タイ・ハネムーン珍道記
~バンコク郊外編(2日目)~
その3・飛行機の墓場
野生のミズオオトカゲが多数生息しているルンピニ公園を後にした取材子夫婦は、バンコク中心部から郊外へと車を走らせた。
目指すは荒地に飛行機の機体の輪切りが雑然と捨てられた「飛行機の墓場」と呼ばれる場所である。
飛行機の墓場は観光地化されていない為、現地の方や詳しいガイドを雇って訪れることをお勧めする。
その場所自体はネットで検索をすれば特定することが出来るのだがガイドを雇う理由は他にある。
なんと飛行機の墓場がある荒地には現地の人が無許可で住みついてしまっているのだ。
穏やかな人達なら問題は無いのだが割と粗目の口調の人達のようなので身を守る上でもガイドを雇う方が安心だろう。
また、外国人観光客に対しては他の観光地よりも割高な見学料を求めてくるのであまりにも高い金額を請求された場合にはタイ語が話せる者が居た方が交渉に応じ易いだろう。
取材子は割高でも見学させてもらえるのであれば気にせず払ってしまうのだが・・・。
それから撮影時にも注意しなければならないことがある。
飛行機の残骸の外観や内観を撮影する分には全く問題は無いのだが、決して住人にレンズを向けてはならない。
彼らは自らの住居(これまた飛行機の機体)や生活している様子を撮られることを必要以上に警戒しているのである。
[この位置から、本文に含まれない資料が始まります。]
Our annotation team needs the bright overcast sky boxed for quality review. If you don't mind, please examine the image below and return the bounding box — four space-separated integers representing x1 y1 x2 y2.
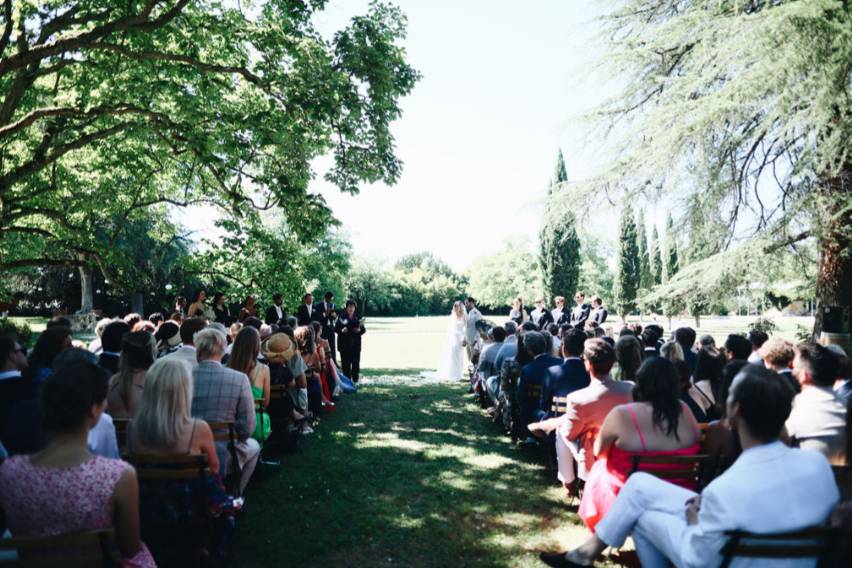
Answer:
181 0 617 271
どうしても撮影したい場合にはバレないようにこっそりと・・・。
さて、飛行機の墓場だが見学料さえ払ってしまえば基本的に何をやっても自由である。
機体に登ろうが、中に入ろうが自由である。
もちろん撮影もフリー。
取材子は全ての機体をカメラに収めたのだが、なかでも印象深かったのは一番大きな機体の操縦席部分である。
普段立ち入ることが出来ない分、細かいところまでじっくりと観察してしまった。
また、同じくらい印象に残っているのは緊急時に使用する酸素マスクが吊り下げられた状態で機内に残っているという奇妙な光景である。
ここに捨てられた機体のほとんどが墜落した機体だったこともあり、これを見た瞬間に鳥肌が立ったことを今でも鮮明に覚えている。
取材子はなんだかんだ1時間近く飛行機の墓場に滞在していた。
とにかく外も中も蒸し風呂のようなので水分補給だけは忘れないようにしよう。